Rule 1: Do not email anyone who visits your website saying, "Hey, I saw you were on my site and looking at X," no matter how much you believe it may be the hot girl from the fetish convention you just got back from.
ShibariCon was amazing this year. I really enjoyed the way I wasn't working the event, and after some careful coaching, I started finding "play partners" everywhere. That term is a bit misleading though, since it implies sexuality. Rope work with strangers this weekend was much less focused on sexuality, and much more about simply tying people up for the sheer fun of it. I don't really know where it came from, but Shibari really has become a kind of fetish for me - it is something that I now do for it's own sake.
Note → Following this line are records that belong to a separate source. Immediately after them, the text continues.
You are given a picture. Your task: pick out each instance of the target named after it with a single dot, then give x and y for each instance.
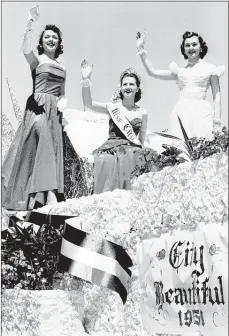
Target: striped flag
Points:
(94, 259)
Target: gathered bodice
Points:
(48, 78)
(193, 82)
(116, 137)
(115, 133)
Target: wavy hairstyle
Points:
(132, 73)
(59, 49)
(203, 45)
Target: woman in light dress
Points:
(196, 114)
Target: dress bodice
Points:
(116, 137)
(115, 133)
(194, 82)
(48, 78)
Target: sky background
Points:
(104, 33)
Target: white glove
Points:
(62, 104)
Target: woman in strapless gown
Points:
(119, 160)
(196, 114)
(32, 173)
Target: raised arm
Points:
(151, 71)
(142, 133)
(27, 40)
(86, 70)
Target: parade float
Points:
(172, 226)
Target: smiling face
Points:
(129, 87)
(192, 48)
(50, 41)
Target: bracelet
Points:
(141, 52)
(86, 82)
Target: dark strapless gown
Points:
(117, 161)
(34, 163)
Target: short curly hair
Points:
(204, 48)
(59, 49)
(138, 94)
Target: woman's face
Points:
(129, 87)
(50, 41)
(192, 47)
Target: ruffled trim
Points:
(173, 67)
(218, 70)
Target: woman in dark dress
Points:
(123, 155)
(33, 170)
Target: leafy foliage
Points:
(30, 258)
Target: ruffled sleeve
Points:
(173, 67)
(218, 70)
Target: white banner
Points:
(184, 280)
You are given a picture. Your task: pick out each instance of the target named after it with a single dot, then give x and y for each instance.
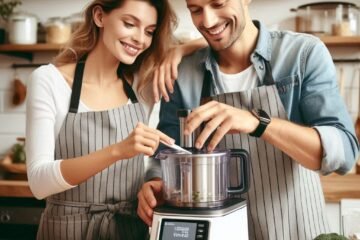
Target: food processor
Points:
(199, 202)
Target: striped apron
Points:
(285, 200)
(104, 206)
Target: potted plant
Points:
(6, 9)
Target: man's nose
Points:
(209, 18)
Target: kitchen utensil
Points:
(176, 147)
(201, 179)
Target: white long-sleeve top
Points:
(48, 100)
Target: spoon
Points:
(176, 147)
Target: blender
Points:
(199, 202)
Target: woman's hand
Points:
(167, 72)
(142, 140)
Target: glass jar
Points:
(327, 18)
(58, 30)
(22, 28)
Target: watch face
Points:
(263, 116)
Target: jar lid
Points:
(22, 15)
(327, 5)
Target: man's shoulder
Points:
(199, 56)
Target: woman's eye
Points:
(195, 10)
(150, 33)
(218, 4)
(128, 24)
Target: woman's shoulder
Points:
(50, 73)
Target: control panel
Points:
(174, 229)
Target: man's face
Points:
(221, 22)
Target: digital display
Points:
(176, 230)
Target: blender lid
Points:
(194, 152)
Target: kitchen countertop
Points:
(335, 187)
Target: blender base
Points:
(226, 222)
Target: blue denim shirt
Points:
(305, 77)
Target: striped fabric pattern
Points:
(285, 200)
(104, 206)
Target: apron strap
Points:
(127, 87)
(206, 87)
(76, 88)
(269, 79)
(77, 83)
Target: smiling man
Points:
(274, 94)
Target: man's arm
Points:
(325, 142)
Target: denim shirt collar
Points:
(262, 52)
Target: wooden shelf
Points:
(341, 41)
(41, 47)
(26, 51)
(15, 189)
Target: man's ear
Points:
(98, 14)
(247, 2)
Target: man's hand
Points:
(149, 197)
(220, 119)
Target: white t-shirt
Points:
(48, 100)
(241, 81)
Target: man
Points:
(274, 95)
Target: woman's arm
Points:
(47, 175)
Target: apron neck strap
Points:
(127, 87)
(206, 87)
(269, 79)
(77, 83)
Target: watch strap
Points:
(264, 121)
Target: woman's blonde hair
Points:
(85, 38)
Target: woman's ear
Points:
(98, 14)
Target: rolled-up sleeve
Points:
(323, 108)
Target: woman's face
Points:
(128, 31)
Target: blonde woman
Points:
(86, 131)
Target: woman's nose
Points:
(139, 36)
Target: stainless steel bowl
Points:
(201, 179)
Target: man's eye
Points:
(128, 24)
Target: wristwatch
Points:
(264, 121)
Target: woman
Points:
(97, 140)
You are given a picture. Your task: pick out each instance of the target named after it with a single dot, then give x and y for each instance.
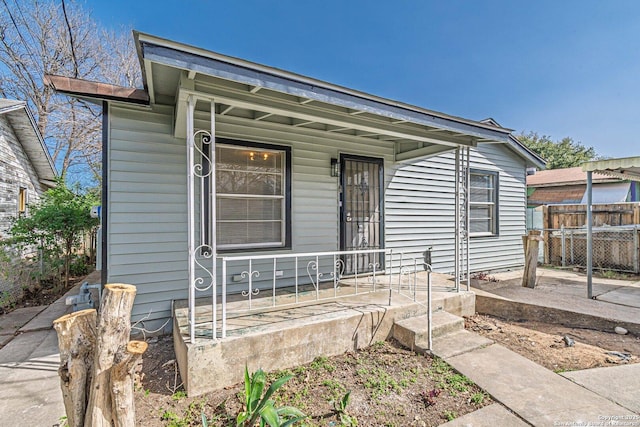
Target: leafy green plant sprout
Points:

Intriguingly, although I attended every class session (and that's 14 sessions over four days, starting ungodly early in the morning), only two of those courses were "about rope." The other 12 classes I attended were all about the psychology of bondage: why you do it, how to talk to strangers about what they want out of a session, how to move beyond the strangely rigid classification system of Top/Dominant/Corporal/etc, how to coordinate your scenes, how to negotiate boundaries and still keep it sexy.
Oh, and here's something completely fucked up: out of 500 people from across the world, united only by our mutual interest in rope, I was not the only person there with a Winnie The Pooh tattoo! Uncle P has TWO of them, in color!
I also finally met Cunning Minx of
Poly Weekly fame, and OH MY GOD is she hot!
It's very strange meeting someone whose voice you've been listening to for months, especially an attractive single woman who so clearly elucidates many of my own interests and beliefs. Nor is my ability to separate fiction from reality helped by the fact that she lives in Chicago. I don't know what's more disturbing: trying to separate my empathy for the woman on the airwaves from the attraction to the woman in front of me, or that while watching her, stripped naked, playing with others, I was fantasizing about late-night conversations in the park with her. Dammit, I am not here to contemplate relationships! I'm here to have sex with strangers who refuse to tell me their names (that was really hot, by the way)!
Don't be fooled by the tangents, by the way. The incredibly attractive woman whose email address I am illicitly in possession of is NOT the bodacious Ms Minx, but a completely different fine-looking woman who apparently thinks of me as "the really hot note-taker," because of my frantic scribbling during one of the classes by
Lee Harrington,. Lee, incidentally, is currently trying to have text-message sex with me while his flight is delayed.
The underlying message of the weekend, for me, was one speaking to my fears and self-doubts, and calling them dirty names. I have carefully navigated the course of my life to a place that is as free from judgment and potential condemnation as it is possible to get without cutting yourself off entirely from other human beings. In such a place, fear and feelings of inadequacy, of self-depreciation, ought to have no power over me. Is it so surprising, then, that so many people joined me in learning how to overcome such demons under the guise of rope fetishism?